20 Dec 2017 15:00 to 16:00
[Read more session reports and live updates from the 12th Internet Governance Forum]
The session looked into organisational aspects of accessibility at the Internet Governance Forum so far. It focused both on the virtual and physical, including remote participation, and the tools for remote participation.
Ms Andrea J. Saks, Chair, ITU-T Joint Coordination Activity on Accessibility and Human Factors (JCA_AHF), was the session lead and presented findings on the agenda points, which included:
Remote participation: blind participants have difficulties accessing WebEx. This Dynamic Coalition (DC) is suggesting that other possibilities be explored, such as ZOOM, for example. ZOOM was looked into by an ITU team which concluded that it is good for people with disabilities. The DC remains open to other suggestions.
Lack of time for testing: It is important to think about ease of access, good rooms, and good visibility. Technology which is put to use has to be capable of being accessed by the people who come to participate (either online or in situ). Ms Saks stated that the captioning for the meeting had been good, and that the team providing it remotely from the USA was doing a great job.
The registration process, both online and onsite: the physical accessibility to the venue - due to road works at the main entrance of the Palais des Nations (the venue for IGF 2017) was made harder, and there was a great amount of difficulty for people with disabilities. For future meetings the suggestion is to have clear instructions on how to access the venue.

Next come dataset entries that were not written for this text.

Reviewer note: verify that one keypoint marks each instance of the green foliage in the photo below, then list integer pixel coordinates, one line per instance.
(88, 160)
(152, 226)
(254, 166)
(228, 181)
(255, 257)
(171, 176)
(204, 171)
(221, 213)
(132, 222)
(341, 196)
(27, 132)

Ms Saks then invited comments from the audience.
A visually-challenged person stated that for the use of mics in the room there should be a ‘beep’ signal, indicating when the mic was on or off. He pointed out that WebEx is a complex tool to navigate, and that it makes people with disabilities feel marginalised and unable to actively and equally participate. When it comes to networking within the IGF he stated, ‘Just as much as we can’t see people, people are not seeing us. I bet there are a lot of people out there, but we don’t meet much.’ In the light of the need for greater in situ inclusion, Saks suggested sending information to all participants about the participation of attendees with disabilities, with an invitation to, ‘share and talk to us’.
Mr Muhammed Shabbir, a session attendee, endorsed the notion of WebEx being inaccessible, suggesting the following two options: Firstly, to talk to WebEx in order to motivate them to make the tool more accessible for users with disabilities. Secondly, if the first option does not happen, then a change of platform is the solution. In addition, he also suggested using ZOOM for online communication, at it has proved to be good for the ISOC meetings he attends and organises as a Chair. Mr Shabbir’s last suggestion pointed out the importance of including special documentation on how to use the available tools at the conference, from which all attendees would benefit, not only people with disabilities.
A third comment from the audience referred to the fact that WebEx is a proprietary tool, and that it is the WebEx team which will decide if accessibility is an issue or not. If WebEx was an open source tool then money could be invested to implement the necessary accessibility features.